# Comps Pics



## Razzo (Oct 17, 2007)

Took some pics of my comps tonight. Here's a few that I liked


----------



## beachtan (Sep 25, 2008)

WOW!!! Those pics are AWESOME!! What kind of camera??

Nice fish!! Have hey bred?


----------



## Razzo (Oct 17, 2007)

Thank you 

My camera is an advanced compact, Olympus SP350, 8.1 megapixels.


----------



## Razzo (Oct 17, 2007)

beachtan said:


> ...Have hey bred?


Sorry, I missed your question. I have some eggs in a shell right now 

http://www.cichlid-forum.com/phpBB/viewtopic.php?t=203959


----------



## GoofBoy (Jul 3, 2007)

Nice shots!

For the Calvus/Comp comparison - my little Yellow Calvus herd taken with my new Nikon D90 .


----------



## Razzo (Oct 17, 2007)

goofboy, love the pics!!! I like your clavus and your kipili. More pics please 

Here's my current favorite pic of my comps. I think this guy is the father of the current spawn...


----------



## GoofBoy (Jul 3, 2007)

> goofboy, love the pics!!! I like your clavus and your kipili. More pics please


The Julies are J. ornatus to go with my multies a little better.

Took a few more pictures - Hope you enjoy...

Right half of the tank...


----------



## Razzo (Oct 17, 2007)

Very nice pics - thank you for posting them.

I see you have several cyps holding - congrats. I can't keep cyps alive. I had 22 wc cyps just like yours and I am down to four (makes me sad seeing yours and how nice they look and that I can't keep them). I do not know why in the world they won't do good in my tank. I had some fry that were doing well and I put them in the main tank and now they are dying off. This is over the course of a year. They would get the sunkin belly and croak. A few got a fungus which I treated and managed to keep four alive. One of them got it back and I have t cull her today. I give up on cyps. They rest of the fish in that tank really well (orange fin comps and brevis) - it's just the cyps. What do you feed yours?

J. ornatus - are they the smaller version of reganni kipili? I think so. I really like them. I like your black substrate.

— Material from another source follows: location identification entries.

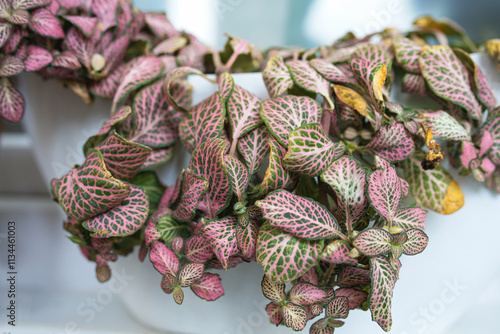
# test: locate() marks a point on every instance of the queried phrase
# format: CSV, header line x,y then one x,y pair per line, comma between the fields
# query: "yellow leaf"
x,y
351,98
453,200
378,82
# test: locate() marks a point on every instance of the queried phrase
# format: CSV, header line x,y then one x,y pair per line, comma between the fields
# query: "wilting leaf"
x,y
347,179
125,219
90,190
299,216
447,77
11,101
307,78
444,126
384,278
277,76
392,142
193,188
434,188
283,256
282,115
407,53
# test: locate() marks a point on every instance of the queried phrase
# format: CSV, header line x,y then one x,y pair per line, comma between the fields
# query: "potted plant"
x,y
309,182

Here is a couple pics of what my cyps looked like when I first go them


----------



## Razzo (Oct 17, 2007)

Here's a couple pics of my brevis. I've got five of them and have two pairs...

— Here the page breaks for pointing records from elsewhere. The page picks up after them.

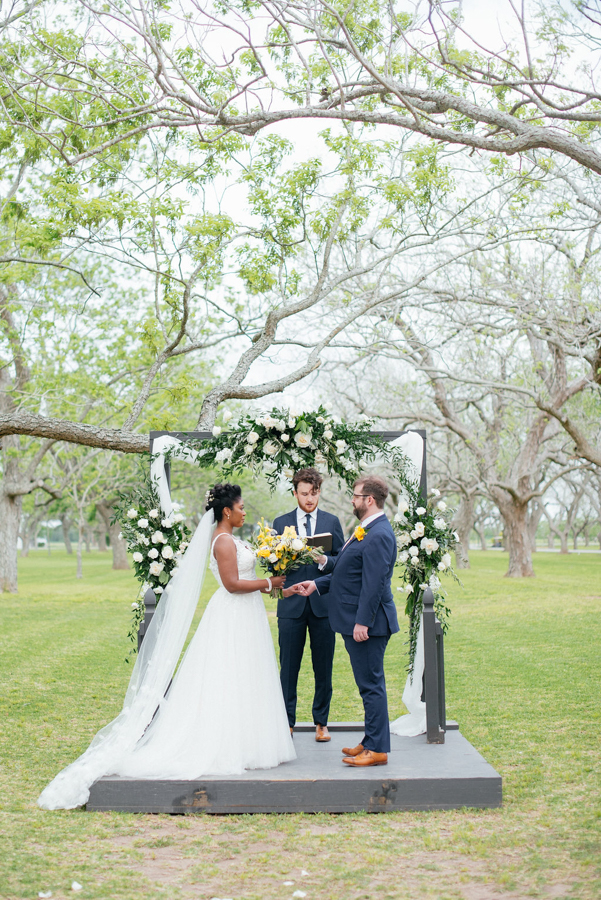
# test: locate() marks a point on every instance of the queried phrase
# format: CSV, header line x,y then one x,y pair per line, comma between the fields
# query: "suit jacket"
x,y
292,607
359,584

Is it possible that the brevis stress out the cyps and the cyps get sick?


----------



## Razzo (Oct 17, 2007)

BTW: Yellow calvus are one of my favorite altolamps.

Just thought of a little trick I figured out when photographing altolamps,... for some reason, their sparkles glow much more in pics when the fish is at a slight angle to the camera.

Yellows are beautiful - congrats!


----------



## klumsyninja (Aug 14, 2008)

These pics are amazing.. Thanks for posting them guys


----------



## JackyLiu (Nov 2, 2009)

WOW, you guys have wonderful collections. :drooling:


----------



## Hurriken (Jan 13, 2006)

Nice pictures.

razzo, I had Brevis with my Cyps and ha no problem. They are sensitive to temp changes and I've killed a few during water changes. If you miss a WC don't make up for it with a big change. I try to change about 25% every 10 days if I miss a change I will do two 10% changes a few days apart.


----------



## PaulineMi (Apr 3, 2008)

Those are wonderful pictures Razzo and Goofboy!!!! Thanks for posting them.


----------



## TangSteve (Sep 20, 2009)

Great pics. Would love to see more, especially full tanks shots.

That is the biggest thing missing, bio-type tang community full tank pics. The more I see the more it helps more as I finalize the plans for my 135g community.


----------



## Razzo (Oct 17, 2007)

Hurriken said:


> Nice pictures.
> 
> razzo, I had Brevis with my Cyps and ha no problem. They are sensitive to temp changes and I've killed a few during water changes. If you miss a WC don't make up for it with a big change. I try to change about 25% every 10 days if I miss a change I will do two 10% changes a few days apart.


Hurriken,

You just may have helped solve part of my problem. I usually do 30 to 40% water changes and I usually drop the water temp too (becuase my frontosa in my other tank love it when I do that). I think I recall having problems after water changes too. Thank you for the reply!

Russ


----------



## Razzo (Oct 17, 2007)

TangSteve said:


> Great pics. Would love to see more, especially full tanks shots.
> 
> That is the biggest thing missing, bio-type tang community full tank pics. The more I see the more it helps more as I finalize the plans for my 135g community.


Thanks everyone for the kind words!

Steve, I did a little aquascape changing today and performed some major maintenance/cleaning today. Once the dust settles, I will take some full tank shots and add them to this post.

Side note: one of my brevis bit me while I was digging around near the shells :lol: I just love their feisty personbalities.


----------



## HenrikG (Jun 8, 2009)

here are some pics. of my comps red fin kigoma


----------



## Razzo (Oct 17, 2007)

HenrikG said:


> here are some pics. of my comps red fin kigoma


They look great! How big are they?

I like how this thread is growing, people posting pics of their comps. Altolamps are one of my favorite cichlids and I really enjoy seeing others pictures.


----------



## HenrikG (Jun 8, 2009)

He is about 9cm and the female i 5,5 cm i think. I have had them for a year now. It's hard to take good pictures of them, they are quite camera shy.. but it has gotten better after i got my cyps.


----------



## Razzo (Oct 17, 2007)

Bump.


----------



## kriskm (Dec 1, 2009)

Awesome pics. Henrik, I love the head-on shot showing just how skinny these guys are. Now where are the full-tank tang community shots?


----------